Rangel’s censure painful to watch

? This was a sad time for many of us watching Charlie Rangel receive the censure of his colleagues in the House of Representatives — not because of our disagreement with their judgment but simply because of who he is.

For 40 years or more, half his life, Rangel has been a force in the House by dint of an irrepressible personality that conveys a keen intelligence, street smarts and a wonderful self-mocking sense of humor. To see him brought low is nothing but painful.

This is the second time in my life as a reporter that a man we mock but simultaneously salute with the cliched description as “the powerful chairman of the influential Ways and Means Committee” has tumbled to self-inflicted ruin. When it happened to Dan Rostenkowski, the Chicagoan who held the chairmanship back in the 1980s and the early 1990s, many of us in the press gallery felt the same sense of loss.
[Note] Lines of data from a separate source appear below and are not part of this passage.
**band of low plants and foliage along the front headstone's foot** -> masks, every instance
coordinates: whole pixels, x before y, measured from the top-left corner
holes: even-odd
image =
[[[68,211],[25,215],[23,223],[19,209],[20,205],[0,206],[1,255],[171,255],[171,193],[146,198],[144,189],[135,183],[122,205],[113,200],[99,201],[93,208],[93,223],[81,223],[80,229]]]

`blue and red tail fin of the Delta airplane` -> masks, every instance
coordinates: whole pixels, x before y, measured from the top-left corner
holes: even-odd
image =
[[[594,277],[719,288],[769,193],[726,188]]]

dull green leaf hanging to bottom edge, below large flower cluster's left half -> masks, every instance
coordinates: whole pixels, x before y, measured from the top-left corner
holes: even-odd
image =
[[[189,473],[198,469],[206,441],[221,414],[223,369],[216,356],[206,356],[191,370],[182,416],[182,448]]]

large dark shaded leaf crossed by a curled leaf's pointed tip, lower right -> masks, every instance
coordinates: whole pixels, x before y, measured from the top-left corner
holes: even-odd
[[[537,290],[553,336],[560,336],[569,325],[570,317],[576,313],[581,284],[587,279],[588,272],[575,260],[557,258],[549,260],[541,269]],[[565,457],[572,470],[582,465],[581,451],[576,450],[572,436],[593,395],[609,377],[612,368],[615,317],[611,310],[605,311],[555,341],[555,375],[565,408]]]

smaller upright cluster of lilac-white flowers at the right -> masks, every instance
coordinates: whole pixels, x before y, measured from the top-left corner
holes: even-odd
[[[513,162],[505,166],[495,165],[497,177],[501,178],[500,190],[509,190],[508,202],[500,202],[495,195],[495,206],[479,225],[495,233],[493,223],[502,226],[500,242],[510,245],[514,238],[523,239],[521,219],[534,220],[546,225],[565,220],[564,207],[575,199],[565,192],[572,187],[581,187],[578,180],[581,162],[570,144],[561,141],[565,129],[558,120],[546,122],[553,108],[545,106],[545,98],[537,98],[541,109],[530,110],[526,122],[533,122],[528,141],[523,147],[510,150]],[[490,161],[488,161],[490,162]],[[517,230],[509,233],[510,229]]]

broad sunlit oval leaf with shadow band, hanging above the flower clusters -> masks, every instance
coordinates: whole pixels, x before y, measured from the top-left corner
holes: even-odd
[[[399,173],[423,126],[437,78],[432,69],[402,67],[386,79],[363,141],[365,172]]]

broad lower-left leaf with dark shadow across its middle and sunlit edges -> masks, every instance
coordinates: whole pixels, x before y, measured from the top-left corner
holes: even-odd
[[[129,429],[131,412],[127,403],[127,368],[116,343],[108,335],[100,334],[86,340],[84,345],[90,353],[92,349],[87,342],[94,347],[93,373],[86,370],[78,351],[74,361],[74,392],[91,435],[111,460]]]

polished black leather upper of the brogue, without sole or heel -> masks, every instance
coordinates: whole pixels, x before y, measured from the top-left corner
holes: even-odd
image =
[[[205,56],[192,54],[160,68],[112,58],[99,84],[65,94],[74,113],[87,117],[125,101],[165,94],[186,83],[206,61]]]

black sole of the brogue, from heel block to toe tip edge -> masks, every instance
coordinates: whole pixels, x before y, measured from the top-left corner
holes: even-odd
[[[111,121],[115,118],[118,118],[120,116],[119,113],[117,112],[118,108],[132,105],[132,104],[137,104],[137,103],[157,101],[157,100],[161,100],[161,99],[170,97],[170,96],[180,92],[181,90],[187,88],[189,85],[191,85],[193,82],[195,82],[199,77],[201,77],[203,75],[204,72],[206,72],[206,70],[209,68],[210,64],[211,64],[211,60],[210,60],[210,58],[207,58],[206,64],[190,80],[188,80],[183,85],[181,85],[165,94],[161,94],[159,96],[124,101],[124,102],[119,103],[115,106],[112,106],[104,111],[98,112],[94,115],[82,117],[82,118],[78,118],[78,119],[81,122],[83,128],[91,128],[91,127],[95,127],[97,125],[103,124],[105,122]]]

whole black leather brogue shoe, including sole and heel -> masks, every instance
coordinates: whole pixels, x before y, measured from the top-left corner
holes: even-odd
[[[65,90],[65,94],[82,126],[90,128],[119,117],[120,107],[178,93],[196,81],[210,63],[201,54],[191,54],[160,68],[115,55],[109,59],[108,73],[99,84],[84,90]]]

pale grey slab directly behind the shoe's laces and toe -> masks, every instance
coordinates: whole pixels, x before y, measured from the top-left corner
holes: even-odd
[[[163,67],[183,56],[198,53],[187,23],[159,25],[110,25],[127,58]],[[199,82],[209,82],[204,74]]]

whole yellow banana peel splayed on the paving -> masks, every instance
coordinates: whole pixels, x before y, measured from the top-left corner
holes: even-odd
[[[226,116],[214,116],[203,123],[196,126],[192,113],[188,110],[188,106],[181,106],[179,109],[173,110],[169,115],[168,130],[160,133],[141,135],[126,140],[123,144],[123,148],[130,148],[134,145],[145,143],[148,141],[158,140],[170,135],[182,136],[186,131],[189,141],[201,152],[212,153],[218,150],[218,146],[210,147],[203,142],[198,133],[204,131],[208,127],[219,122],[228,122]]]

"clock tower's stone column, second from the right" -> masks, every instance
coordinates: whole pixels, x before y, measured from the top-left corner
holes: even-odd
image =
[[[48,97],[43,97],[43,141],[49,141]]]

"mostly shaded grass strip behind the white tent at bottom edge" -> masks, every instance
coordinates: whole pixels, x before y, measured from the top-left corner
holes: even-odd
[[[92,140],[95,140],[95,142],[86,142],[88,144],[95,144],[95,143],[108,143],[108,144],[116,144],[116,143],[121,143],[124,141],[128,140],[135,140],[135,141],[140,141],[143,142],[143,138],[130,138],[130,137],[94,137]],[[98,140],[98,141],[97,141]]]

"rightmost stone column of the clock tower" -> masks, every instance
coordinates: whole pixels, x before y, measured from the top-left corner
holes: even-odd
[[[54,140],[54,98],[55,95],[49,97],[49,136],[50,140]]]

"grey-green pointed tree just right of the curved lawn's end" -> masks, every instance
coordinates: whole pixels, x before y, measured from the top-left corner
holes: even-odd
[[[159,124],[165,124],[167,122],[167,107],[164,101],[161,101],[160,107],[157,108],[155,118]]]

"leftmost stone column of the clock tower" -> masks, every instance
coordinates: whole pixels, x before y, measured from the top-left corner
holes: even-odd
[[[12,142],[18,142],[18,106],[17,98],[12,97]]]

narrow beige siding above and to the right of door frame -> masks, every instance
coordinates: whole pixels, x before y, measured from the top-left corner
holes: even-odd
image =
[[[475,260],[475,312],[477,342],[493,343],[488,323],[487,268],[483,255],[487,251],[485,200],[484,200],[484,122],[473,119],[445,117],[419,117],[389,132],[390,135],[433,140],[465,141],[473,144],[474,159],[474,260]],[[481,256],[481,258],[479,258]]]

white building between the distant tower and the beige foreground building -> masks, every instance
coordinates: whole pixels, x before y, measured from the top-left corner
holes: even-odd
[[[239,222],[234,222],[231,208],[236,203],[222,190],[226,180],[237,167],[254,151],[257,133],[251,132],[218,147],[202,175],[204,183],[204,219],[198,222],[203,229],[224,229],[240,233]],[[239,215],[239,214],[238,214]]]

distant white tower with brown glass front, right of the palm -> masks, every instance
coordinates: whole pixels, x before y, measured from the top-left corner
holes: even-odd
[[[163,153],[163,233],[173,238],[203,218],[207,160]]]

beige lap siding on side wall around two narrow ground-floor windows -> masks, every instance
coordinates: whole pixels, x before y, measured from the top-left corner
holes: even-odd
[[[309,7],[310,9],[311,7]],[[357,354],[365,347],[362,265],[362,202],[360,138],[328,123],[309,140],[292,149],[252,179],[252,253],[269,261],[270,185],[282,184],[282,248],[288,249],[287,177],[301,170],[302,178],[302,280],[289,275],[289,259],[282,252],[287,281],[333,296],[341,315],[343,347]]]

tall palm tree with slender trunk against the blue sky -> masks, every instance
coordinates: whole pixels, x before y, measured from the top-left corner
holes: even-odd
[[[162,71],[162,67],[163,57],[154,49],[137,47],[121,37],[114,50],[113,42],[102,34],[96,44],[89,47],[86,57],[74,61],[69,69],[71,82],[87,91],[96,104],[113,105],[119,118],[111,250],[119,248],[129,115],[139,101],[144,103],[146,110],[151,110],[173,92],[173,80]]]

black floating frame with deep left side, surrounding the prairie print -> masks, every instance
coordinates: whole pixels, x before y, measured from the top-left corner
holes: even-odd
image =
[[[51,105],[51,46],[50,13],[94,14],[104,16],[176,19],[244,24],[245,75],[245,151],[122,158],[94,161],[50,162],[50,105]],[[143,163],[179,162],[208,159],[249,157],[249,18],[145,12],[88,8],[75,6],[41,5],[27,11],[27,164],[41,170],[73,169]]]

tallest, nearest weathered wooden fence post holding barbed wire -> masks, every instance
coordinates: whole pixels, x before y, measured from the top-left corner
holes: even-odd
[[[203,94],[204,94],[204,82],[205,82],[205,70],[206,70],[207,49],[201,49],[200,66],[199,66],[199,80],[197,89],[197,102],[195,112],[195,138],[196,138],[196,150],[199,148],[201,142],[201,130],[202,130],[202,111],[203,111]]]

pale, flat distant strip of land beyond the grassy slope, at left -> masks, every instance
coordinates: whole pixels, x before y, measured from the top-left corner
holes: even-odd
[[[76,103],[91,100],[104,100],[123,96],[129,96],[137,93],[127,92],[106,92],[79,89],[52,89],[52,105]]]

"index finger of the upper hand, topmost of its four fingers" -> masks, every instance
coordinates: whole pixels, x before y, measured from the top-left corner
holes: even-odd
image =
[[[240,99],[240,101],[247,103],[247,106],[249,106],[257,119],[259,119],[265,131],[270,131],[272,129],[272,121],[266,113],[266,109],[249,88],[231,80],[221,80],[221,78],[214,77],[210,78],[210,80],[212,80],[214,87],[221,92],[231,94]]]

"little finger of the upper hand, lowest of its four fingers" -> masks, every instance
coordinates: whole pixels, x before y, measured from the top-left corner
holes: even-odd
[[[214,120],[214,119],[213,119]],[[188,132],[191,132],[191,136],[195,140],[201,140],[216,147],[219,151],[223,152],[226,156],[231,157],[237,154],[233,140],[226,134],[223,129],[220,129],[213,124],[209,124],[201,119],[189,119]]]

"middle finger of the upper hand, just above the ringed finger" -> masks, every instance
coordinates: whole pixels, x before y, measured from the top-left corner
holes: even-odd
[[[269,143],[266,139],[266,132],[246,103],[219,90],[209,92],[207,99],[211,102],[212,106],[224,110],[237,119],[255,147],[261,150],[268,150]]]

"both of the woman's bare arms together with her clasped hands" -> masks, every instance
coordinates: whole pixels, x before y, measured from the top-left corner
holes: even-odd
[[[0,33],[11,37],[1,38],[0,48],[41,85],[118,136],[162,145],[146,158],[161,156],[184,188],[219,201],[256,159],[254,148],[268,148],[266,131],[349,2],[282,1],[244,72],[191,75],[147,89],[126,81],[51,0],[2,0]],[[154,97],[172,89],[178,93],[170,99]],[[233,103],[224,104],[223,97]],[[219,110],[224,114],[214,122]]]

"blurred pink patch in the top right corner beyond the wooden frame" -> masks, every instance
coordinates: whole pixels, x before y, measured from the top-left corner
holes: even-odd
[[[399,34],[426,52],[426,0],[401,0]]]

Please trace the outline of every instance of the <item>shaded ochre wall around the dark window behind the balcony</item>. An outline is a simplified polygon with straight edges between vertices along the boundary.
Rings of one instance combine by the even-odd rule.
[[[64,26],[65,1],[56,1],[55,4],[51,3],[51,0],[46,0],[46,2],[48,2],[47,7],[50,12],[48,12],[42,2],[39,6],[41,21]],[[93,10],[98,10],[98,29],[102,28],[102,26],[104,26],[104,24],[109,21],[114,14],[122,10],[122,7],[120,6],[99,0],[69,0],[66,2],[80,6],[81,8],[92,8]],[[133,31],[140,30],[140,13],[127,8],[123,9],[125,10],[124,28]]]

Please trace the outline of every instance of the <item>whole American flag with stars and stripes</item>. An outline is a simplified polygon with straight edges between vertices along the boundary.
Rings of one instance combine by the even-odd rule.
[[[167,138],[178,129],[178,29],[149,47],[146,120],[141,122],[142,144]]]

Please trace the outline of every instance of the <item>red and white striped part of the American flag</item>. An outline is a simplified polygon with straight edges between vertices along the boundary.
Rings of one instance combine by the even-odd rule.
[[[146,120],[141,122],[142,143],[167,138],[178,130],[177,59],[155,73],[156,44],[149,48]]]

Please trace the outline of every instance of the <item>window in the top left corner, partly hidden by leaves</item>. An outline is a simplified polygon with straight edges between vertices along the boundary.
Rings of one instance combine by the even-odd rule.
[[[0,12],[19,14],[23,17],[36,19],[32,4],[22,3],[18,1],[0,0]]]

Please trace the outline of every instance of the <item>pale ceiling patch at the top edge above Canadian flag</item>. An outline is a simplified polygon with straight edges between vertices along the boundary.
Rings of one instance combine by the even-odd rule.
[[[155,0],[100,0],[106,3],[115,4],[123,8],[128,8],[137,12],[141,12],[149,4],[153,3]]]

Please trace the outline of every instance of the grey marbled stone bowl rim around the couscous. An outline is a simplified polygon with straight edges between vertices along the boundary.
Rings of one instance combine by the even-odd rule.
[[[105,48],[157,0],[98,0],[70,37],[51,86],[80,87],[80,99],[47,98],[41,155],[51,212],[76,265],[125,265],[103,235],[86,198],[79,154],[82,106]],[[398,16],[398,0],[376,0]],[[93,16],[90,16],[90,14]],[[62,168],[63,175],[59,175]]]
I think I can tell you why. The pursuit of power is what brings people into politics, and some of them pursue it with a grim determination never to be outmaneuvered. You can stand back and watch them work, but there seems to be no joy in them — or in the spectacle they provide. It’s a deadly serious business, this fundraising, vote counting, always manipulating treadmill, for the Tom DeLays and the Nancy Pelosis of this world.

When one of them slips off that treadmill, you look to see who may replace them but you shed no tears.

What was different about Rangel and Rostenkowski was the sheer joy with which they played the game and the way they would let you know that, whatever the policy stakes, a game is what it was to them.

How did they let you know? They would analyze their own motives with the same disarming candor they brought to their calculations of their colleagues’ maneuvers.

I can recall a conversation with Rosty when he was chairman of Ways and Means in which he answered my question about the traits he valued when he put his stamp of approval on one of the many aspirants for membership on that most desirable of all House committees.

“I want somebody who’s already pretty secure in his seat,” he said. “I don’t want them worrying all the time about pressures from outside (interest groups) or from home (districts). I’d rather they think about what we here in the House think of them.”

That was such a candid and unexpected answer that I can still easily recall it. But especially when we were meeting regularly during the fight over the unsuccessful Clinton health care bill, Rostenkowski was equally candid about his own motives.

And he always hugely enjoyed the game he was part of — never burdened by whether it was negotiating with the treasury secretary or regaling his pals late at night at his favorite steak and bourbon joint.

Rangel is the same way, with the added dimension of the Harlem hipster who reveled in his ability to play the street game as well as anybody of his own generation or the next one rising up to challenge.

I remember conversations with him when he was engaged in what may have been his greatest coup: helping free Hillary Clinton from the confines of the East Wing and converting her into a successful Senate candidate in New York.

The number of people who were determined to keep that from happening were legion, both in Washington and New York. But Rangel knew them all and he knew how to get around them — by co-optation or by mowing them down, whatever was required. And he loved every minute of this game — which he played for unselfish purposes, not to expand his own influence.

He and Rosty had the same view of the hometown patronage games that brought them down. They wanted the perks that went with their positions of power. But they used them more often to help others along than for themselves, and they weren’t greedy. Often, they were just sloppy about the demands of the new era of politics.

It makes you weep to see someone like this fall.

• Correction: In my column for Nov. 18, I wrote that Rep. Steny Hoyer had challenged Rep. Nancy Pelosi for the top leadership post in the House of Representatives. In fact, the two once ran against each other for minority whip, the No. 2 post.